29. Stellar Death: Massive Stars  At 2 billion K the silicon ignites.  This process of producing new elements is known as nucleosynthesis and is the source of all the elements heavier than hydrogen and helium.  The human body is made up of 10% hydrogen mass with the remaining 90% made up of heavy elements. In other words, most of our body is made up of materials that were once inside the core of very massive stars.

30. Stellar Death: Massive Stars  This process of nucleosynthesis will continue until the core is made of iron.  Iron does not release energy in the fusion process but instead requires energy. As the core continues to heat up, the iron atoms will simply absorb this energy but will not fuse with each other.

32. Stellar Death: Super Nova  Once the iron core has absorbed the energy from the fusion taking place in the outer shells, gravity contracts the core together.  Eventually the individual particles will be packed so tightly they touch each other, at which point the collapse is stopped.  At this point the star explodes in what is called a type II supernova.  During these explosions, free neutrons may be captured by atoms to produce elements heavier than iron.  The debris from a supernova can create a nebula.

34. Stellar Death: Neutron Stars  After a supernova, an extremely dense core of neutrons may be left in what is called a neutron star.  These neutron stars are so dense that one teaspoon of material from a neutron star would weigh billions of tons.  All stars rotate and thus have angular momentum.
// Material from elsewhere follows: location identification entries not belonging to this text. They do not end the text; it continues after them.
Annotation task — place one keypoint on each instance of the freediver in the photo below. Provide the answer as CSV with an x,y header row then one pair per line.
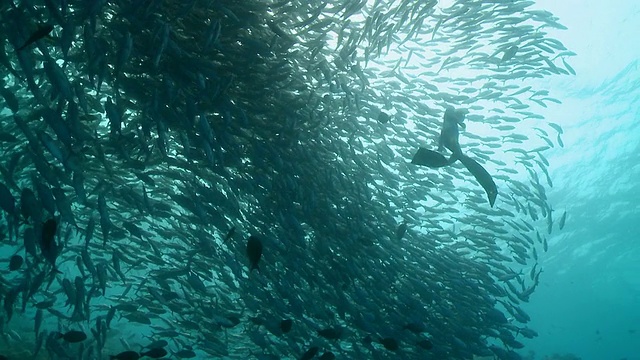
x,y
453,121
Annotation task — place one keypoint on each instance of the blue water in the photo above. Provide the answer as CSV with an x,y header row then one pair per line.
x,y
588,302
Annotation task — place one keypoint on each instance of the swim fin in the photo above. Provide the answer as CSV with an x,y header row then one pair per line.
x,y
483,177
429,158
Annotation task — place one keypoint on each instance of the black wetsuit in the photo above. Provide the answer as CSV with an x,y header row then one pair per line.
x,y
450,132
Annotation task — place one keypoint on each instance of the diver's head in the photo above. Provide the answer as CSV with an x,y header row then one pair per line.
x,y
456,115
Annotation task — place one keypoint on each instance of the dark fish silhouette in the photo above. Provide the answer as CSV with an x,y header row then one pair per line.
x,y
285,325
73,336
42,31
126,355
15,262
327,356
155,353
48,245
383,117
309,354
330,333
390,344
254,252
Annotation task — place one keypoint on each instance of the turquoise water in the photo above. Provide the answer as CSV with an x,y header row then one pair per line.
x,y
585,305
588,303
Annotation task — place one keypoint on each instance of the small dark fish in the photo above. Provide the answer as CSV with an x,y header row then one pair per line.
x,y
383,117
330,333
429,158
185,354
415,328
309,354
48,244
285,325
125,355
42,31
156,344
425,344
509,53
229,234
400,231
390,344
73,336
45,304
327,356
562,221
254,251
15,263
155,353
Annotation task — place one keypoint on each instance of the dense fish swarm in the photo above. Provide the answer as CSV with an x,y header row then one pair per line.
x,y
155,152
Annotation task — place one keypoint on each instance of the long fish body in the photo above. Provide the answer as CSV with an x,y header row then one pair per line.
x,y
42,31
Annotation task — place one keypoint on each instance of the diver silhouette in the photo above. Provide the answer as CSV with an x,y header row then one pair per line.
x,y
453,121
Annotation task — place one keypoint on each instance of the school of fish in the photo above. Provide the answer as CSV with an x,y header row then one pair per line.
x,y
233,179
When a star loses most of its mass in a supernova, the remaining neutron star rotates very quickly.  The fastest observed neutron star rotates at 716 revolutions per second.

35. Stellar Death: Black Holes  A supernova may explode so violently that the remaining core is compressed into an infinitely small, infinitely dense black hole.  Black hole’s have such a strong gravitational pull that even light can not escape if it gets any closer than the event horizon.  The radius, R, at which a body of mass M must be contracted to in order to form a black hole is given by R=2GM/c 2.  This radius is given a special name, the Schwarzchild radius.